The many aspects of consciousness are naturally and consistently understood in this context. Evolution produces the program of mind to make decisions favoring the interest of the genes. Creatures with such an internal agenda are naturally said to have will-- that is we think about such creatures and ourselves using a computational module attributing will to them. While it is true that the program of mind has many modules computing different things, the unified self can be understood as the client whose interest the whole system is representing: a reification (manifestation) of the interest of the genes. The nature of what we are and are not aware is naturally explained. We are unaware of extensive computations done by our mind to extract semantically meaningful summary information. We are aware of the meaningful information affecting our decisions because it is the decision making portion of the program that reports what we speak and feel. Qualia (the way experiences "feel" to us) have exactly the appropriate nature and meaning that evolution coded in the DNA so that the compact program behaves effectively.
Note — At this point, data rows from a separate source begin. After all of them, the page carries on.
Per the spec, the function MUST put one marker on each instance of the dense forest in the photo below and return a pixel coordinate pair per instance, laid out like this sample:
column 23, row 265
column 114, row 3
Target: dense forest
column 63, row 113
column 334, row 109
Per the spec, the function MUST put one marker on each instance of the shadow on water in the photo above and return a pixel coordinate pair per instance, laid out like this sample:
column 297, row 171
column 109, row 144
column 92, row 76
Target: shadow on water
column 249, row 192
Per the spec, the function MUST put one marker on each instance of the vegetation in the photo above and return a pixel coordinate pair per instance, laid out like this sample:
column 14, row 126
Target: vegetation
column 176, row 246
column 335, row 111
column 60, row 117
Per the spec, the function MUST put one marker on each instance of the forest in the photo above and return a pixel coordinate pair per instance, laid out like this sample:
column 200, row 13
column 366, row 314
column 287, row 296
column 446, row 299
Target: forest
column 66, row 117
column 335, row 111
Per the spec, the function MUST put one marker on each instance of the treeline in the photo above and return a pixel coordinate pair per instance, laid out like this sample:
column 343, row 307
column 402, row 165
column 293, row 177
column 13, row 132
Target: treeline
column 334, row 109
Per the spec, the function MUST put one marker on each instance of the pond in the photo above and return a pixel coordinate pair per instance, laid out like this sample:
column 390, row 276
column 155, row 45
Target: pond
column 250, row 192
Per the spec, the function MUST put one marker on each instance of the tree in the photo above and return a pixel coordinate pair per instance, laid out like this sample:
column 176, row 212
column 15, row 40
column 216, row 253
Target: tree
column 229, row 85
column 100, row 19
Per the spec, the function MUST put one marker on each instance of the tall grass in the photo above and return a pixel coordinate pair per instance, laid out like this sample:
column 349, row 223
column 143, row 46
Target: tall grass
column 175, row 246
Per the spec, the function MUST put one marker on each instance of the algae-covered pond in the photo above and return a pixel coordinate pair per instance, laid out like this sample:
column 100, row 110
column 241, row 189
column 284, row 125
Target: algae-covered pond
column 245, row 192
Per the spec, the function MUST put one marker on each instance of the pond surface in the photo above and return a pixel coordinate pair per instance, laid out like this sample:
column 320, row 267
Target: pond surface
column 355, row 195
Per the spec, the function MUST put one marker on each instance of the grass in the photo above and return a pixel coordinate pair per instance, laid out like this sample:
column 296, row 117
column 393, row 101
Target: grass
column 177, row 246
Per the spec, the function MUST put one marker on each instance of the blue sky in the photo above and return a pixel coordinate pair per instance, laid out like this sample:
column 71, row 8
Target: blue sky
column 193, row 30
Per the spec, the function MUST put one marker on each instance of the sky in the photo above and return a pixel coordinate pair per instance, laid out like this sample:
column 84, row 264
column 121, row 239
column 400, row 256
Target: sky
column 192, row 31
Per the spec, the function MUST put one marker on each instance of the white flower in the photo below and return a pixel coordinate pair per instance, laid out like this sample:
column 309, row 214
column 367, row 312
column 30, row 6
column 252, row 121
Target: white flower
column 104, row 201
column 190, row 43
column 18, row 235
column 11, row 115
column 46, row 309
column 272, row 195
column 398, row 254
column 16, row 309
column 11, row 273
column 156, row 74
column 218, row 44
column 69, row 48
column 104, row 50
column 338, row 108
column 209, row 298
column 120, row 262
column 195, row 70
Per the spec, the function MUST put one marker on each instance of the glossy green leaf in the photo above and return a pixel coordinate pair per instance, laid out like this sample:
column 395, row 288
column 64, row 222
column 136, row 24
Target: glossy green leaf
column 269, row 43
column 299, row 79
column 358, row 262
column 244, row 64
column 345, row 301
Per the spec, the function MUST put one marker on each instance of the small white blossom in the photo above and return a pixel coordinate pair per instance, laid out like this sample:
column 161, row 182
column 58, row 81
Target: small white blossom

This picture thus explicitly and naturally answers "the hard problem" and says why conscious experience feels "like" something, even though it is nothing but execution of certain computer code. The execution of that computer code that we describe as qualia is like what it is like because it evolved to have certain meanings and thus must be programmed in such a way that it has certain qualities.
No previous familiarity with computer science (or other fields) is assumed-- What is Thought? presents a pedagogical survey of the relevant background for its arguments.